AMV564 is a bivalent, bispecific (2:2) T cell engager that binds CD33 and CD3. To date, over 50 patients have received AMV564 in two Phase 1 clinical trials for acute myeloid leukemia (AML) and myelodysplastic syndromes (MDS). It is currently being evaluated in a First-in-Human Phase 1 trial in patients with relapsed/refractory AML at Washington University School of Medicine, MD Anderson Cancer Center, New York-Presbyterian/Weill Cornell Medical Center and Weill Cornell Medicine, Fred Hutchinson Cancer Research Center, The Ohio State University Wexner Medical Center, University of Pennsylvania Medical Center, Northwestern Memorial Hospital, and The Johns Hopkins Hospital.

The safety, efficacy and selectivity of AMV564 was highlighted most recently at both the 24th European Hematology Association (EHA) (Free EHA Whitepaper) meeting in Amsterdam (Abstract S877) and at the 60th Annual Meeting of the American Society of Hematology (ASH) (Free ASH Whitepaper) in San Diego, CA last December.
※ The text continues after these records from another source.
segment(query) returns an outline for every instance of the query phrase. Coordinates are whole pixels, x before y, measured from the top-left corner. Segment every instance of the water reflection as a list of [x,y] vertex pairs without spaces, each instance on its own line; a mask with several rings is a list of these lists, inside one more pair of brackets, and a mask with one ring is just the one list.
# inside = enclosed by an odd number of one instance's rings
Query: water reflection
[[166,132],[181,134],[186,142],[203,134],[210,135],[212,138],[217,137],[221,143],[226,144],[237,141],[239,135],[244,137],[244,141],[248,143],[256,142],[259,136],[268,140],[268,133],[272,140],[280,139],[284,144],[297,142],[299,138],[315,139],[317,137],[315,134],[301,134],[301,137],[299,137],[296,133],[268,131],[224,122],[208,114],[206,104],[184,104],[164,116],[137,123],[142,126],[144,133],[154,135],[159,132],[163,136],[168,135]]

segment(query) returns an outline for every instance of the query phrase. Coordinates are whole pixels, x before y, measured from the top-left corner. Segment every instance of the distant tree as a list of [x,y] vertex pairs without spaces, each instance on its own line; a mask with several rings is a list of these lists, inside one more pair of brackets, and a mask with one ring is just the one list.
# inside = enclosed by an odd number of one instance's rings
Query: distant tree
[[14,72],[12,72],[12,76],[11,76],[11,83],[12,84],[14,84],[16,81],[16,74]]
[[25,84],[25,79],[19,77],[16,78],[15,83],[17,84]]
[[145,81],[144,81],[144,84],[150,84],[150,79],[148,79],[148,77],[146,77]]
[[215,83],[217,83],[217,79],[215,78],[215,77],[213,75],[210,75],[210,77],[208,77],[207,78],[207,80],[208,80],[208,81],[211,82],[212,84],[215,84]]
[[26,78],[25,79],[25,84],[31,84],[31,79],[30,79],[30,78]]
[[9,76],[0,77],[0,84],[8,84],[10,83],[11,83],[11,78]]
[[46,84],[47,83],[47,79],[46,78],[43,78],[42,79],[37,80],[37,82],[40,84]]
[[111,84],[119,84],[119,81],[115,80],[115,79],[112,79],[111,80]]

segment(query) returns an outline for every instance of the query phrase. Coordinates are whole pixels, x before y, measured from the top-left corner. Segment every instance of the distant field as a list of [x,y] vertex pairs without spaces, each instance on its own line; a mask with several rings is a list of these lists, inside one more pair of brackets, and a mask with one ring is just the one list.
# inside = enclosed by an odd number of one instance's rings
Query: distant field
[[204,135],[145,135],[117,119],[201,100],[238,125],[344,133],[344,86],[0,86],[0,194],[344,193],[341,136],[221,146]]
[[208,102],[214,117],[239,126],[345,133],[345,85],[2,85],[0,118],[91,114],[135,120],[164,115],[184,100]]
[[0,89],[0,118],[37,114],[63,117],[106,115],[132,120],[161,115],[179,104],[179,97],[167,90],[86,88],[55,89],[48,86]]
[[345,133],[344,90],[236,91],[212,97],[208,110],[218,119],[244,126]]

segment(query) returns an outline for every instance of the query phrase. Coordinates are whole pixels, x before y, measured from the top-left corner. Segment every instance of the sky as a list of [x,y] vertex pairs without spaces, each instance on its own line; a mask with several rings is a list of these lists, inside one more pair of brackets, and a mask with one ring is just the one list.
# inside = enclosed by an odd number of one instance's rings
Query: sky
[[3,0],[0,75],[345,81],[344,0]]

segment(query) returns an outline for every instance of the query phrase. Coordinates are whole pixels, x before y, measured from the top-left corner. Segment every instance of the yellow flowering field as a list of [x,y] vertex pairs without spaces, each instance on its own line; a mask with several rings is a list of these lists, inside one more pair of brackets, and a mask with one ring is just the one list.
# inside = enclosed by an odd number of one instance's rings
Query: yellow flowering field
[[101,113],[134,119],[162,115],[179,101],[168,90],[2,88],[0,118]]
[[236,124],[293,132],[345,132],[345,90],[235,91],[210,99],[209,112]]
Amphivena believes that AMV564 has demonstrated novel clinical activity by rapidly and selectively eliminating leukemic blasts and rare immature, granulocytic and monocytic MDSCs while sparing normal CD33-expressing cells, including neutrophils and monocytes.

AMV564 is also being evaluated in a Phase 1 solid tumor study which is currently open to enrollment.